Russia’s largest retailers such as X5 Group and Magnit are looking for alternatives to Chinese food imports, The Bell reported.

Russia this week suspended visa-free travel for Chinese tourists and imposed a case-by-case regime of granting working visas to curb the spread of the coronavirus.

The Far East regions bordering China are likely to feel the biggest impact of closed borders, as the prices for some fresh vegetable groups reportedly doubled, The Bell writes. China is the second-largest exporter of food products after Belarus, with $1.5 billion worth of exports in January-November 2019, mostly vegetables, fruits, fish and seafood.

Notably, the worsening of the situation with the coronavirus could also affect plans for tighter co-operation in the agricultural sector announced in 2019.

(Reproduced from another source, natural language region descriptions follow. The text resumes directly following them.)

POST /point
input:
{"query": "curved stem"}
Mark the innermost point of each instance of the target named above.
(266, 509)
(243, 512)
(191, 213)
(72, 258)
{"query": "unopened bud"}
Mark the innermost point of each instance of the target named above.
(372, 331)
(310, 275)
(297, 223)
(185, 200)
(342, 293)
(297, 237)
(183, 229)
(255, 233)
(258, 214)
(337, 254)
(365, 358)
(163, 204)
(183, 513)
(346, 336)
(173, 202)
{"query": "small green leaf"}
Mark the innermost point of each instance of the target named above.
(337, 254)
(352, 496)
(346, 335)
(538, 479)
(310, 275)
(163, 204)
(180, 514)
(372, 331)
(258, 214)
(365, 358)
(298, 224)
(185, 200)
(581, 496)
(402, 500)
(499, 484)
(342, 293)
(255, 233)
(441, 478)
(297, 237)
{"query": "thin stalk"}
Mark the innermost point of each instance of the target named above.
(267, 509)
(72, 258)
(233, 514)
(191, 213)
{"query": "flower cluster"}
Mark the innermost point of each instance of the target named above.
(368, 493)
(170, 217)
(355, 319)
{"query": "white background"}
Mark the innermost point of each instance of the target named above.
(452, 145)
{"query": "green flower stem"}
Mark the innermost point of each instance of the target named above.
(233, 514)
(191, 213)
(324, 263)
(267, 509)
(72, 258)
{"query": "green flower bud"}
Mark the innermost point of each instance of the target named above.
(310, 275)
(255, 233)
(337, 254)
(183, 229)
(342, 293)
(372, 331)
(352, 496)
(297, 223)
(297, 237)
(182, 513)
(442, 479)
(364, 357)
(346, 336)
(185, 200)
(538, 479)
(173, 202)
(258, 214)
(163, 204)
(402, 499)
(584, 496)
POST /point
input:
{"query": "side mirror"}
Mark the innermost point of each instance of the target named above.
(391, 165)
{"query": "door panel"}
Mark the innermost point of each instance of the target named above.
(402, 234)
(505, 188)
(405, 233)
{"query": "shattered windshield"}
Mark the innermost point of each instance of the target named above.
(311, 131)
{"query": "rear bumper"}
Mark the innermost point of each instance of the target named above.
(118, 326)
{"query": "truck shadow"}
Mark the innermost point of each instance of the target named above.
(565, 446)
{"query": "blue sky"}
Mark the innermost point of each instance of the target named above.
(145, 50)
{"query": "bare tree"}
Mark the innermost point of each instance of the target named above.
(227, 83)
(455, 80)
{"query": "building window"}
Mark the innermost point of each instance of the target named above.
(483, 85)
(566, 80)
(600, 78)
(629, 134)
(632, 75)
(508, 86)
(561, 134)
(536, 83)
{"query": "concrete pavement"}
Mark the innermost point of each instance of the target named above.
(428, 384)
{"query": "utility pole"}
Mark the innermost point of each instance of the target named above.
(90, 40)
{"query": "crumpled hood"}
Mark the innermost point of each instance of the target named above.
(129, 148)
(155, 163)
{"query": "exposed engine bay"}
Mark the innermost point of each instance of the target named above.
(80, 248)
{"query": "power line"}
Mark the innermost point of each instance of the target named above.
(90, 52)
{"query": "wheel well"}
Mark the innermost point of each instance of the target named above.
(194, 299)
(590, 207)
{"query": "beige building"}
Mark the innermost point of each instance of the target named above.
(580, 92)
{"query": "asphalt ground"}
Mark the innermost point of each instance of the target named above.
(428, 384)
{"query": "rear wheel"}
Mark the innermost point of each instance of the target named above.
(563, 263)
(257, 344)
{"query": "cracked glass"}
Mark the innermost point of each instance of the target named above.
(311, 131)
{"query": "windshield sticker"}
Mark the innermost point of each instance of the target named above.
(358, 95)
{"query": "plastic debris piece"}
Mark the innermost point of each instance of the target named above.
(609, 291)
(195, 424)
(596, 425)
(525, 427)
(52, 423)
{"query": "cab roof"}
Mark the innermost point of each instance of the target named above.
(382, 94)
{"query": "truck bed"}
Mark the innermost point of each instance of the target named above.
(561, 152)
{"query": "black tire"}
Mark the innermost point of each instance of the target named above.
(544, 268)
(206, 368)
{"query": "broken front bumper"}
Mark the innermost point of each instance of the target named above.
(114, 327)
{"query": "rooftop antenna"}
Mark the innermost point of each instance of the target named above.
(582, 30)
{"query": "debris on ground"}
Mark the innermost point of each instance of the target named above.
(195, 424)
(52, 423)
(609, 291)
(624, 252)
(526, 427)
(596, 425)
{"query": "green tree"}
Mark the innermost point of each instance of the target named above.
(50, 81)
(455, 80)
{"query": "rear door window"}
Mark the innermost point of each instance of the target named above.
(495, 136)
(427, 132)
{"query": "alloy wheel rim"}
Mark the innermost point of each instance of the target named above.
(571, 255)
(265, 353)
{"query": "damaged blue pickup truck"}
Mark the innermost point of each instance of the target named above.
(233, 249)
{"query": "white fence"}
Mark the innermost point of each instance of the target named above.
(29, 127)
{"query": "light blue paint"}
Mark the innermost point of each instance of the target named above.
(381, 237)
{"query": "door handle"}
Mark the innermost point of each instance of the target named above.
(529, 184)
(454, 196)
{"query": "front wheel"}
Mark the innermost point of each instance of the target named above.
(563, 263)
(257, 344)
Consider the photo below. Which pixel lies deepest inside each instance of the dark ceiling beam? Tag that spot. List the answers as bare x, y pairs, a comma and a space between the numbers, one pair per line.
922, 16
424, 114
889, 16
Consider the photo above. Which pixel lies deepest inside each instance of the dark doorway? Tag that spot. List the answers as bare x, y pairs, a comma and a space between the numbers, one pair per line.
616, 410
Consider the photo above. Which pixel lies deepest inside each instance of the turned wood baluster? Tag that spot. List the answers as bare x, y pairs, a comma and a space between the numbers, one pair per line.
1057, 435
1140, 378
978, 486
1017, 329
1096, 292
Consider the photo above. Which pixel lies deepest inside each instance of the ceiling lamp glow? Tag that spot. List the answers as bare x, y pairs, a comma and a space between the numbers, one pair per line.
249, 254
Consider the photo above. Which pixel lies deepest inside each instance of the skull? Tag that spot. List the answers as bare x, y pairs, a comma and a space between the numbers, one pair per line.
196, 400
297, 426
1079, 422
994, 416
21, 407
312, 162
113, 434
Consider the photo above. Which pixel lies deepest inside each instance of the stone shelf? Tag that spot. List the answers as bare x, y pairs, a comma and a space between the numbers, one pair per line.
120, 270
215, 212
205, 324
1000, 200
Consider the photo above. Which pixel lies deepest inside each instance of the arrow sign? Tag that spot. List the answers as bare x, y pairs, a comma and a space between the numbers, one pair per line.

In September 2019 Russian agricultural major Rusagro signed the first deal on supplying sunflower pulp used in the production of oil and livestock feed to China. China is gradually opening its market to agricultural imports and increased imports of soybeans, grains and other products in September in the context of the U.S. trade wars.

The Russian Direct Investment Fund (RDIF) was reportedly considering buying into Rusagro as it prepares to boost agro co-operation and trade with China. The company already made the first shipment of soybeans to China and boosted its pork assets.